Having known Chris Steele professionally for more than 20 years, we know that one should not question his integrity, excellence and diligence in intelligence work. He knows Russia exceptionally well and has relationships and experience in the country to support this type of analysis. For obvious reasons we assume that he cannot name his sources, but we do not doubt that he will have brought the same professional rigor to this study as he did to his work in the intelligence service.
Does this mean that everything in Chris' dossier is true? No. Intelligence collection and analysis are always subject to error and a range of opinion, including among seasoned colleagues. Aspects of the report may prove to be wrong upon further investigation. Rather the only conclusion we should draw at this point is that the dossier contains serious allegations, was made by a serious and credible intelligence professional, and that the US intelligence community reviewed the material and deemed it worthy of further investigation and chose to include it in the information submitted to President Barack Obama and President-elect Donald Trump
But there are causes for concern. The first is that the allegations in the dossier are quite serious. Should they be corroborated, it would indicate that Russia's reach and influence over American politics is not only deeper than suspected, but potentially active in the form of leverage against the President-elect and other elected officials.

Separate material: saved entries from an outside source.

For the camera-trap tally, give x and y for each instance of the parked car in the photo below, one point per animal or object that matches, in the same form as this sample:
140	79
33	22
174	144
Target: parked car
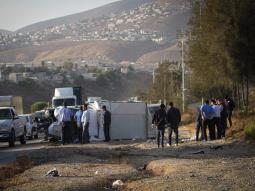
31	128
11	126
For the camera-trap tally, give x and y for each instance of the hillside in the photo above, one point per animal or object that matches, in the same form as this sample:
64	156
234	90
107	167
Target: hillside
121	31
113	8
172	53
2	31
109	51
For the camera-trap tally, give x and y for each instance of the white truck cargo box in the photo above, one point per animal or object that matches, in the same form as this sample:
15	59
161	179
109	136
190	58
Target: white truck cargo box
129	120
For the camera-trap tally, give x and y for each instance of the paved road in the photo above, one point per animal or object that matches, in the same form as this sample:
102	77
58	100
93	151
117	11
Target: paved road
8	154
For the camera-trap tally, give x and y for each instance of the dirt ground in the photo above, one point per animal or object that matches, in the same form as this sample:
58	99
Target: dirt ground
214	165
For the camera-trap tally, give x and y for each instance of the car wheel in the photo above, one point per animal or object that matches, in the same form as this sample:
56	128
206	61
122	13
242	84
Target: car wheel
12	139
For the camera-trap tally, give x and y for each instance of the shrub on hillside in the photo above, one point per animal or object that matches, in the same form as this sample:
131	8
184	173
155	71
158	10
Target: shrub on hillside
37	106
250	131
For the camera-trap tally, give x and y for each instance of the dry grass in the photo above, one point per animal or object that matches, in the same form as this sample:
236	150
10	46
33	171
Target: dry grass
237	131
10	170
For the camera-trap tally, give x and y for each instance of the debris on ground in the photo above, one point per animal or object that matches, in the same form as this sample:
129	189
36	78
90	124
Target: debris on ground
52	173
198	152
117	183
216	147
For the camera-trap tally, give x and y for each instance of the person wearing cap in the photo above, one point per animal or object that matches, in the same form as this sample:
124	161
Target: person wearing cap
173	119
85	124
161	122
107	123
65	115
207	118
77	118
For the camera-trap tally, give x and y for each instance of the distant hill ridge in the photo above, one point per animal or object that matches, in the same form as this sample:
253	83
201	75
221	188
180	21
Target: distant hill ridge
2	31
106	10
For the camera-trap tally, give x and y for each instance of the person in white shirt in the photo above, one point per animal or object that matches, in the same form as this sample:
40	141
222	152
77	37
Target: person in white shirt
85	124
65	115
77	117
216	117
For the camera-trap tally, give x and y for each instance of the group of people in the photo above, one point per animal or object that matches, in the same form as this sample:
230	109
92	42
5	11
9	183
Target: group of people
82	122
213	115
167	118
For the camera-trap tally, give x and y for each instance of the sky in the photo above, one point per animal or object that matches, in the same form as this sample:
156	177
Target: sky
15	14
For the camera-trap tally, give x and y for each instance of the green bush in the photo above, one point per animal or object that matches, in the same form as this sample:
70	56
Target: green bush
37	106
250	131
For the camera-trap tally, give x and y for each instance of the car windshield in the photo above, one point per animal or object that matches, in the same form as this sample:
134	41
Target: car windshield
39	114
59	102
5	114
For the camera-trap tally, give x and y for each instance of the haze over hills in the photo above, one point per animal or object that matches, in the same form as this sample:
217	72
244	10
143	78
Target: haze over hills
128	30
5	32
106	10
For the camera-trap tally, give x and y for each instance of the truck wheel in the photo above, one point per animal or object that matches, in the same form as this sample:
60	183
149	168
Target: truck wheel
30	137
22	139
36	136
12	139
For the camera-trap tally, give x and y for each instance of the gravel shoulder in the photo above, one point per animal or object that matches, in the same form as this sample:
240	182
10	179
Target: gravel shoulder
217	165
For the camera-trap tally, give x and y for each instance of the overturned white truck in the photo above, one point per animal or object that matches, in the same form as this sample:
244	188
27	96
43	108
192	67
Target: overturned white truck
130	120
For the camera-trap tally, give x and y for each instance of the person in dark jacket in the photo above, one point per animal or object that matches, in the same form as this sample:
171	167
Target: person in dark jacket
107	124
199	125
173	119
223	118
230	107
161	122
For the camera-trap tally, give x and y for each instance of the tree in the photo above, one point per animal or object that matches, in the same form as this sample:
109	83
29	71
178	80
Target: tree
221	47
37	106
68	65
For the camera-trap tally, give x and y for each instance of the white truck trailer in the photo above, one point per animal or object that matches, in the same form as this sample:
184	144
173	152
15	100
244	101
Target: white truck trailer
70	95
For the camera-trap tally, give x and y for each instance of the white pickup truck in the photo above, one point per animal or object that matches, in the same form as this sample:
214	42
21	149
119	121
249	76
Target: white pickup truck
11	127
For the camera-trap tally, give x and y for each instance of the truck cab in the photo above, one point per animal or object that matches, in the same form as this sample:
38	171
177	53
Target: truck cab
11	126
68	95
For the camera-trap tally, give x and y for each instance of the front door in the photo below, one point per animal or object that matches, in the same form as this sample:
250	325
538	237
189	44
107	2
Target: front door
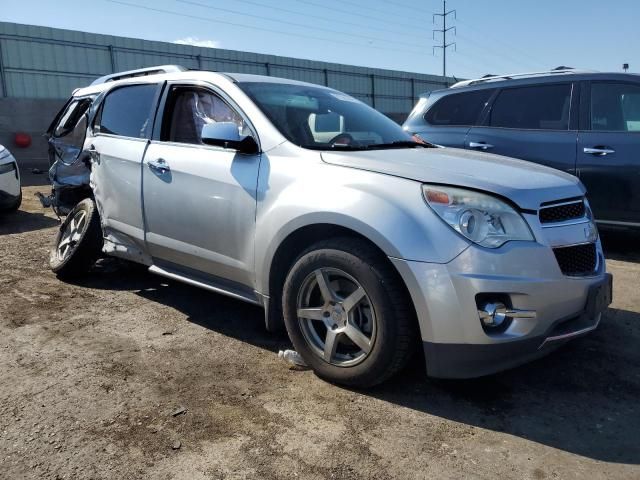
609	152
120	136
199	200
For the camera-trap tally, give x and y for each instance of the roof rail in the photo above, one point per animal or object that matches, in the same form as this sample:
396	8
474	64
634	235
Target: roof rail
140	72
493	78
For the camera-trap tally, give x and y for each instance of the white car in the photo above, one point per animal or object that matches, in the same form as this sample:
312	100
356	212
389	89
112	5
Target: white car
10	192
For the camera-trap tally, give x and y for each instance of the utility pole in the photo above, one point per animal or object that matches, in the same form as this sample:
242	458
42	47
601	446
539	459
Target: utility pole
444	31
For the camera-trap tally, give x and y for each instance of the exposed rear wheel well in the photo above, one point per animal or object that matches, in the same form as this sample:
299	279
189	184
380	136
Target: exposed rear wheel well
289	251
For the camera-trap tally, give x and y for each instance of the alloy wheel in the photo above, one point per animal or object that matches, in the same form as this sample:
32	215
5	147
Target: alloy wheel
336	317
72	234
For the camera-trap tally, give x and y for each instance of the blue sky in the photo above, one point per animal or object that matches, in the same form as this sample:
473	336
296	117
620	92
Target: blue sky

Second and perhaps indicative of Trump's own concern, we have witnessed a hypersensitive and aggressive reaction from the Trump camp since reports of the dossier emerged. Rather than downplaying the report and simply expressing confidence that the intelligence community investigation will prove it all false, the first reaction of the Trump team has been to attack the news organization that broke the story (CNN), the media site that published the full dossier (BuzzFeed), and the intelligence community decision to include a portion of the material in the presidential briefing. The President-elect went so far as to call CNN "fake news" and to taunt the CNN reporter in Wednesday's press briefing trying to ask him a question. This kind of all-out political attack on respected media that publish something critical of Trump is a troubling autocratic response.
Equally so, the implication from Trump that his own intelligence community leaders will dismiss such allegations and reports against him indicates a willingness to politicize the intelligence community to serve the interests of the next president. The conclusion that Vladimir Putin ordered the Russian influence operation on the US election is not the invention of leaders but the conclusion of the rank-and-file analysts across the different agencies.
Yet Trump has singled out the leaders and said if the president does not agree with the intelligence, intelligence heads will roll. That is a recipe for disaster in terms of creating distrust between the intelligence community and the Trump administration. It also risks distorting intelligence community assessments to avoid the wrath of political disfavor. All of these are the weaknesses found in unprofessional intelligence services typically found in dictatorships, not the United States.
The media and the intelligence community must not bow to the immense political pressure and threats of retribution coming from the Trump camp. The integrity and independence of both are key to protecting our democracy.
Editor's Note: Nick Dowling is a former director on the National Security Council staff during the Clinton administration and is president of IDS International, a government services firm with business in research, training, expeditionary services and cybersecurity. David Handley is a former senior British government official and expert on intelligence and national security. He is an appointed member of the Most Distinguished Order of St. Michael and St. George.
Handley was a colleague of Chris Steele's in service with the British government and has known him for more than 20 years. The opinions expressed in this commentary are those of the authors.